I terremoti appenninici nel periodo 2007-2019 (inclusi gli eventi catastrofici del 2009 e 2016) sono stati accompagnati da picchi evidenti nella quantità di CO2 trasportata dalle grandi sorgenti in Appennino: è quanto emerge dalla ricerca Correlation between tectonic CO2 Earth degassing and seismicity is revealed by a ten-year record in the Apennines, Italy, condotta da ricercatori dell’Istituto nazionale di geofisica e vulcanologia (Ingv) e dell’Università di Perugia.

«Per la prima volta è stata condotta un’analisi dei dati geochimici e geofisici raccolti dal 2009 al 2018 – spiega Giovanni Chiodini, ricercatore Ingv e coordinatore dello studio – Gli esiti di questa ricerca hanno evidenziato una corrispondenza tra le emissioni di CO2 profonda e la sismicità mostrando come, in periodi di elevata attività sismica, si registrino picchi nel flusso di CO2 profonda che man mano diminuiscono al diminuire dell’energia sismica e del numero di terremoti».

Lo studio è stato condotto attraverso il campionamento di sorgenti ad alta portata (decine di migliaia di litri al secondo) situate nelle vicinanze delle zone epicentrali dei terremoti verificatisi in Italia centrale tra il 2009 e il 2018. «Tali campionamenti hanno permesso di caratterizzare l’origine della CO2 disciolta nell’acqua delle falde acquifere e di quantificare l’entità della CO2 profonda – dettaglia Carlo Cardellini, dell’Università di Perugia».

Come ricordano dall’Ingv il nostro pianeta rilascia infatti naturalmente CO2 originatasi in profondità nel sottosuolo, prevalentemente dai vulcani; tuttavia tali emissioni avvengono anche in aree sismiche in cui non sono presenti vulcani attivi.

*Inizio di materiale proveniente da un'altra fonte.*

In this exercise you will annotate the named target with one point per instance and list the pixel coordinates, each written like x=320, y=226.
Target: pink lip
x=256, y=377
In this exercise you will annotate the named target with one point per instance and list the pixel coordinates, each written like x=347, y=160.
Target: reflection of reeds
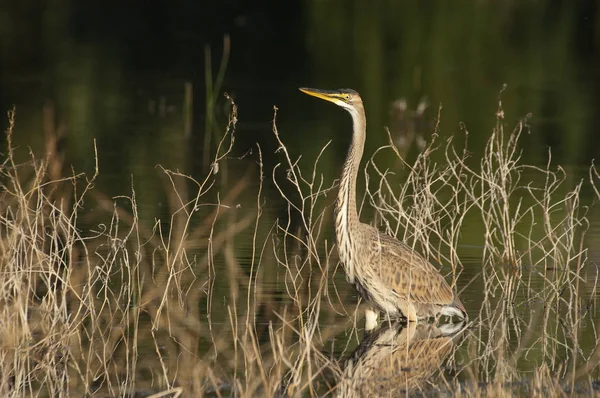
x=170, y=308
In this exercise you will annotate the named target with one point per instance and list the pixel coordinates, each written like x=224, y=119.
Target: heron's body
x=397, y=360
x=389, y=275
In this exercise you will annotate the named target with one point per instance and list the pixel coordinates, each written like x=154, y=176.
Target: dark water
x=118, y=74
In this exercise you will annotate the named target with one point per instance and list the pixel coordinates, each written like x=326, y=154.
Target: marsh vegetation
x=217, y=299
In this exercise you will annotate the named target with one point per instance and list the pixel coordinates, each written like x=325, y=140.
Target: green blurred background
x=118, y=71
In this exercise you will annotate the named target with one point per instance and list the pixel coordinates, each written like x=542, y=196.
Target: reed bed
x=123, y=308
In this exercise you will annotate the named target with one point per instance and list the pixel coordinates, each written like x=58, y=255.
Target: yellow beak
x=327, y=95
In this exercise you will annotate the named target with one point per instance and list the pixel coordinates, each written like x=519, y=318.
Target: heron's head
x=345, y=97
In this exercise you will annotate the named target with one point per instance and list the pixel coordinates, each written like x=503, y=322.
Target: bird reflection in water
x=397, y=359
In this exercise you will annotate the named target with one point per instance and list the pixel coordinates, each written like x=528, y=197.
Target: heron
x=389, y=275
x=397, y=359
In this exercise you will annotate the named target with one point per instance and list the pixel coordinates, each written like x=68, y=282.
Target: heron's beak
x=327, y=95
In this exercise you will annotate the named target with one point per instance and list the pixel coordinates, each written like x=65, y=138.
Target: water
x=120, y=78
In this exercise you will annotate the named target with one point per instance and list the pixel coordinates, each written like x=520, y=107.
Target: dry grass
x=126, y=308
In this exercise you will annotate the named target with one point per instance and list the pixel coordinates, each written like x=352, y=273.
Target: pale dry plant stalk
x=308, y=258
x=74, y=301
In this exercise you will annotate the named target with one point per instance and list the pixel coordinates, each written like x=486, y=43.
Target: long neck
x=346, y=213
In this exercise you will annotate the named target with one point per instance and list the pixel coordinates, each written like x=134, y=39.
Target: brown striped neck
x=346, y=212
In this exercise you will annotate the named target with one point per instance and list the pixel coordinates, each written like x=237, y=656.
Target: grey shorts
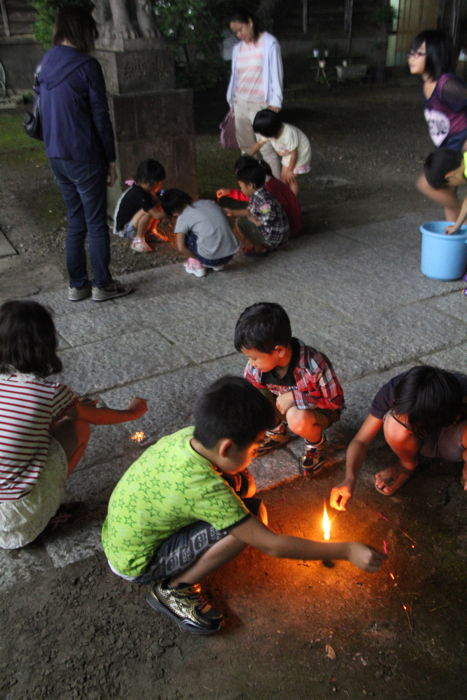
x=182, y=549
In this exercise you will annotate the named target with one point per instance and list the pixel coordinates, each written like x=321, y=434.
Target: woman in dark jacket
x=79, y=142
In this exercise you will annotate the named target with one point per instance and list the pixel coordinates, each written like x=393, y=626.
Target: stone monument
x=151, y=118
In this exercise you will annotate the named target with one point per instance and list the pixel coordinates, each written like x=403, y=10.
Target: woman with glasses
x=445, y=107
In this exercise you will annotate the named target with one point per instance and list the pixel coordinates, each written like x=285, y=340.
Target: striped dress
x=28, y=407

In particolare, questo fenomeno risulta più intenso nelle regioni caratterizzate da tettonica estensionale, come l’area degli Appennini.

«Per quanto le relazioni temporali tra il verificarsi di un evento sismico e il rilascio di CO2 siano ancora da studiare – prosegue Chiodini – in questo studio ipotizziamo che l’evoluzione della sismicità nella zona appenninica sia modulata dalla risalita di CO2 accumulata in serbatoi crostali e derivata dalla fusione di porzioni di placca che si immergono nel mantello».

Questa produzione continua di CO2 in profondità e su larga scala favorisce la formazione di serbatoi sovrapressurizzati. «La sismicità nelle catene montuose – precisano i ricercatori Ingv Francesca Di Luccio e Guido Ventura – potrebbe essere correlata alla depressurizzazione di questi serbatoi e al conseguente rilascio di fluidi che, a loro volta, attivano le faglie responsabili dei terremoti».
I risultati dello studio forniscono, dunque, delle evidenze su come i fluidi derivati dalla fusione di placca nel mantello svolgano un ruolo importante nella genesi dei terremoti, aprendo nuovi orizzonti nella valutazione delle emissioni di CO2 a scala globale.

«La stretta relazione tra il rilascio di CO2 e l’entità dei terremoti, unitamente ai risultati di precedenti indagini sismologiche – conclude Chiodini – indica che i terremoti dell’Appennino registrati nel decennio analizzato sono associati alla risalita di CO2 profonda. È interessante rimarcare il fatto che le quantità di CO2 coinvolte sono dello stesso ordine di quelle emesse durante le eruzioni vulcaniche (circa 1,8 milioni di tonnellate in dieci anni)».